The potential of this team never came to fruition. No matter how many long breaks were taken to regain composure, no matter how much dedication to a specific issue was given, the same problems would pop up again like old friends.
Despite having numerous scoring options, the Wildcats struggled all year to have repetitive double-figure scorers other than Rhyne Howard and Chasity Patterson. Each player took their turn in the limelight and then would disappear as quickly as they had stepped up. Whether it was Blair Green, Dre’Una Edwards, KeKe McKinney, or Treasure Hunt, it seemed like it was physically impossible to string together impressive outings.

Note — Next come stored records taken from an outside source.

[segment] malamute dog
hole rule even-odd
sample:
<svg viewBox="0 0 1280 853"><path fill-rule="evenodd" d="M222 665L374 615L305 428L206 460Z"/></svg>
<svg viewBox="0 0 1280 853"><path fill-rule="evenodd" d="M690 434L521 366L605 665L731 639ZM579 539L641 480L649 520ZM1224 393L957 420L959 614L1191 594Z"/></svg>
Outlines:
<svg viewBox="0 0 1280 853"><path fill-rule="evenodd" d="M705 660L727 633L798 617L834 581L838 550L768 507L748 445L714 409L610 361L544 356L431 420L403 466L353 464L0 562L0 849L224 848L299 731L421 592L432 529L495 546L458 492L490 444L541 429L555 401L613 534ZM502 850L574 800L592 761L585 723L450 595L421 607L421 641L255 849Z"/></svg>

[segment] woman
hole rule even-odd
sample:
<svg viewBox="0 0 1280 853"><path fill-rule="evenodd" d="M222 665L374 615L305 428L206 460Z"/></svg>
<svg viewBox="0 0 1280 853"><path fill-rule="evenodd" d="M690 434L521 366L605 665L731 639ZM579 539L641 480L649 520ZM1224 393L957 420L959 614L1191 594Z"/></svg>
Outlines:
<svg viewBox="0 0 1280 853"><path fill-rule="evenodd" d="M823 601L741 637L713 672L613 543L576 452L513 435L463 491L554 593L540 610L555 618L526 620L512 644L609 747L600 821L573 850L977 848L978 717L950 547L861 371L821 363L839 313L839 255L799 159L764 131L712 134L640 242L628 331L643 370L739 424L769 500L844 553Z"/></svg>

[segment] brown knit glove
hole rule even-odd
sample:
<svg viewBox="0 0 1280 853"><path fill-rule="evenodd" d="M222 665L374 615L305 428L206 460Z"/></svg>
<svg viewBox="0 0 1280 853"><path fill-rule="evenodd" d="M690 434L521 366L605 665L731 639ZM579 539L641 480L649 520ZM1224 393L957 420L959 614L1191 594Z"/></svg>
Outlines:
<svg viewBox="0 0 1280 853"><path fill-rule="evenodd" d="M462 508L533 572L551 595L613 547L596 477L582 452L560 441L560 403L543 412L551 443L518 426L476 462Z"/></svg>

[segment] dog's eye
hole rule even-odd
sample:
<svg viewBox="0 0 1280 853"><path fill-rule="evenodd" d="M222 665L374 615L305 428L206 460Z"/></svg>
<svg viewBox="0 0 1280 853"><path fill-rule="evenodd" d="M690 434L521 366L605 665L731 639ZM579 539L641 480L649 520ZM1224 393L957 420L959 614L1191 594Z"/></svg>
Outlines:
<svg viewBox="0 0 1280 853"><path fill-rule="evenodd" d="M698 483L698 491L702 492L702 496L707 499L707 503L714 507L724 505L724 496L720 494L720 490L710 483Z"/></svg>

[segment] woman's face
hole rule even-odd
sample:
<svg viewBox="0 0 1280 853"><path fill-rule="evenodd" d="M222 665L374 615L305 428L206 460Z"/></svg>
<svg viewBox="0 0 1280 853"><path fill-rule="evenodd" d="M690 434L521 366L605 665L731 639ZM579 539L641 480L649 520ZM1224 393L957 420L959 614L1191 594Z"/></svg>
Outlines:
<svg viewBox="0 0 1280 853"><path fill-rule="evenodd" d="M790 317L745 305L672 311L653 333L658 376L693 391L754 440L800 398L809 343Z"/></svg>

Role players weren’t the only issue, either. Howard was undeniably fantastic this season, but she had her faults. The All-American always made it look like she was playing at her own pace, whether for better or worse.
Playing at a controlled pace is good until everyone else is running past you down the floor. Howard would simply take breaks at times. The 6-foot-2 superstar surely played a lot, but if you’re not going to give it your all on the court, then get out of the game.
You can be the best player in the world, but sitting in a corner doesn’t help your team. Refusing to step up to the challenge of guarding the opposing best player doesn’t help your team. Settling for three-pointers when nobody can stop the drive doesn’t help your team.
Howard was amazing this year but, she too is not above reproach. Neither is the coaching staff.
Coach Elzy entered the season under unprecedented circumstances. The expectations were high and the time to adjust to being head coach was short. She may have been around Coach Mitchell for years, but stepping into his position was a whole other story.
Coach Elzy was seemingly excellent at inspiring the team but struggled to figure out how to seal up the team’s leaks. Rebounding was essentially a crisis for this team from the first tip-off, yet the crisis was never averted.
Letting opposing teams drive to the basket was kryptonite at the beginning of the year and just as much of a weakness by the end. Although Coach Elzy would make attempts of switching up lineups and defenses, there seemed to always be something missing.
To an extent, players have to play. But, it’s hard to believe there wasn’t more that could’ve been done. Every team in the country has natural issues due to personnel, but not every team allows those issues to fester into fatal flaws.
The season could’ve been much worse, but it definitely could’ve been a lot better. With the majority of the team’s key players returning next season, there are still brighter days in the future.
It’s frustrating to continue to have moral victories, but they will pay off in the long run. This team’s disappointing close to the season can’t be viewed as a wasted opportunity, but a learning experience.
Each individual involved with the team has to drop their pride at the door this offseason and genuinely evaluate themselves. The team has a long way to go before achieving their goals, but it’s not an endless road. If the ‘Cats use this season as motivation to keep chugging along, they’ll inevitably reach their destination.